S&P 500 Sets Presidential Record, Up 37% Since Biden Election
The Stock Market's favorite benchmark produced its highest returns ever following a a U.S. Presidential Election. But what, if anything, did the President have to do with it?
In a word, probably nothing. Investors want to pin the success or failure of the markets on Presidents, but it is not backed by hard evidence. One of the most common debates about Presidents and the economy is whether Republicans are better for the stock market than Democrats. History offers interesting data in regards to this.
After 12 years of Republican control of the White House under Ronald Reagan and George H. W. Bush, Bill Clinton presided over the most prolific gains in the modern history of the stock market.

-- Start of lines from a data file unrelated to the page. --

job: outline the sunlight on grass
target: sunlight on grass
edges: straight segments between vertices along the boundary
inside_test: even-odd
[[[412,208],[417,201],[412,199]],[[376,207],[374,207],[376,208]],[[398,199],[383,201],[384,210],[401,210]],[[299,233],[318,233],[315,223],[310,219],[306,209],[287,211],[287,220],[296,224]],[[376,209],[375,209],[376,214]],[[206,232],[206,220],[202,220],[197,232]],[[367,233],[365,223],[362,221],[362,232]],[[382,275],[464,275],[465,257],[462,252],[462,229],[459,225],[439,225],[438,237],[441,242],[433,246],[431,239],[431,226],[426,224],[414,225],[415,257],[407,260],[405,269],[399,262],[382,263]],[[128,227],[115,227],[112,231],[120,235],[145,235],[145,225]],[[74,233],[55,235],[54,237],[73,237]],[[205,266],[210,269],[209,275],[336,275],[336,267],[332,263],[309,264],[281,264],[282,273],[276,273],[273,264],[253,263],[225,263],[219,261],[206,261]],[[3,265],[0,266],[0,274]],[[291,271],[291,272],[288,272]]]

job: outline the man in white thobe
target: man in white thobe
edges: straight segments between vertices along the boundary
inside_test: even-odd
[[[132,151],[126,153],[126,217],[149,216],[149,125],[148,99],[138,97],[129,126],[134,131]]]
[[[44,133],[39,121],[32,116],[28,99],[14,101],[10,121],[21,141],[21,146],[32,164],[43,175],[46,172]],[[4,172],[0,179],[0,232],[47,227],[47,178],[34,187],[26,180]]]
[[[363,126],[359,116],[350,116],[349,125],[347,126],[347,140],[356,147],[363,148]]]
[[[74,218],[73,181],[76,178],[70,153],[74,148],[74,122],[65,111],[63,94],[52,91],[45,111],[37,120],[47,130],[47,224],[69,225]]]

During the Clinton Administration, the S&P 500 increased 211%. The next best performance during a complete modern Presidency was during the immediate recovery from the financial crisis of 2007-2009, under Barack Obama when it increased by 175%. Unfortunately for George W. Bush, he presided over the worst market collapses in modern times, triggered first by the Dot Com bubble bursting and 911, and the greatest financial crisis since the Great Depression. As a result, investors in the S&P 500 actually lost 39% during the 8 years of his presidency.

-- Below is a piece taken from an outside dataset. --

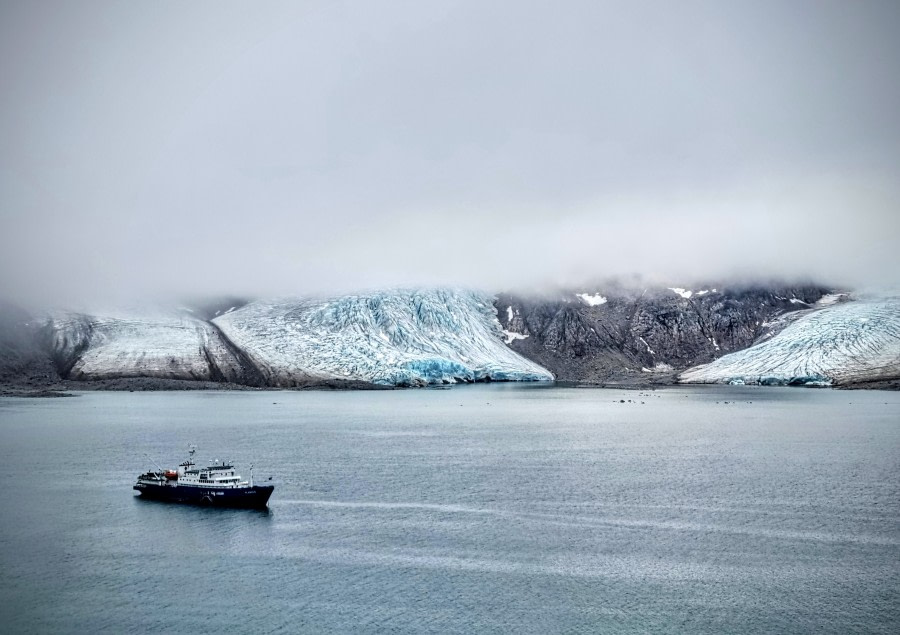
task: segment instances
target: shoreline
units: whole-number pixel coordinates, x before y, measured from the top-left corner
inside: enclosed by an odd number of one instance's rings
[[[473,382],[489,383],[522,383],[528,385],[546,385],[561,388],[580,389],[615,389],[615,390],[657,390],[678,387],[725,386],[728,384],[679,383],[673,376],[656,378],[611,379],[603,382],[580,382],[559,380],[554,382]],[[0,382],[0,397],[52,398],[75,397],[76,392],[163,392],[163,391],[306,391],[306,390],[405,390],[418,388],[453,388],[468,383],[438,384],[433,386],[386,386],[357,380],[319,380],[295,386],[247,386],[229,382],[201,381],[193,379],[161,379],[155,377],[127,377],[116,379],[100,379],[89,381],[61,380],[48,383]],[[747,384],[747,387],[759,387],[759,384]],[[900,391],[900,378],[838,384],[834,386],[788,386],[785,388],[832,389],[832,390],[887,390]]]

Does this mean that the markets like Democrats? This is an age old debate that is not supported with any tangible facts. Bill Clinton benefited from extraordinary advances in technology, including the internet, and Barack Obama benefited from the first ever intervention in the markets by the Federal Reserve and its stimulative bond buying and ultra-low interest rate policy. Following the 2007-2009 financial crisis, the market went on a nearly uninterrupted run of double digit returns, which continued during the Donald Trump administration, when the S&P 500 increased 63%. There is strong evidence that continuing Federal Reserve intervention and the maintenance of ultra-low interest rates has kept the stock market party rolling over the last 12 months since Joe Biden was elected.

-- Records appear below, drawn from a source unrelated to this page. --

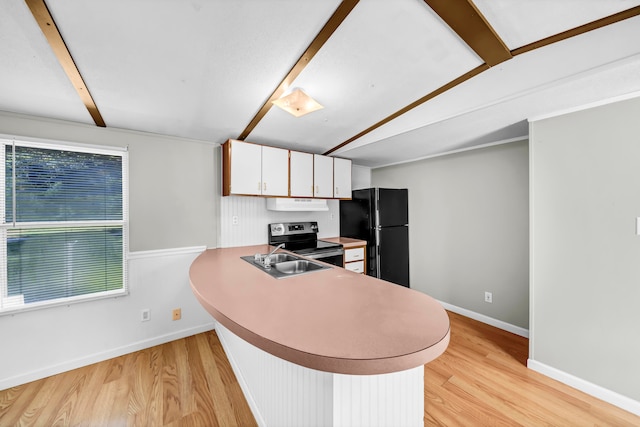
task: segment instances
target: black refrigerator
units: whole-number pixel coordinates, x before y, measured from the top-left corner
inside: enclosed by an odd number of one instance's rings
[[[366,188],[340,201],[340,236],[367,241],[367,274],[407,288],[408,197],[406,188]]]

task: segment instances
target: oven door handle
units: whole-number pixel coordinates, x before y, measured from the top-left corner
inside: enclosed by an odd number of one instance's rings
[[[307,258],[311,258],[311,259],[322,259],[322,258],[328,258],[330,256],[336,256],[336,255],[344,255],[344,250],[340,249],[340,250],[335,250],[335,251],[330,251],[330,252],[320,252],[320,253],[315,253],[315,254],[308,254],[308,255],[302,255],[305,256]]]

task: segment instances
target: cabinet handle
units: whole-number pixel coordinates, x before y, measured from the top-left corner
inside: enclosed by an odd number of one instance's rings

Whatever your beliefs, the dark side of presidential economics is the explosion of our National Debt. When Bill Clinton became President in 1992, the National Debt was $4.065 trillion. It was kept mostly in check through his presidency due to the extraordinary economic growth largely fueled by technological advances. When George W. Bush entered the White House in 2000, the debt had reached $5.6 trillion, and throughout the Bush, Obama and Trump presidencies, we saw the debt increase to over $28 trillion. Today, it is rapidly closing in on $29 trillion and counting. All of the modern Presidents can take responsibility for this.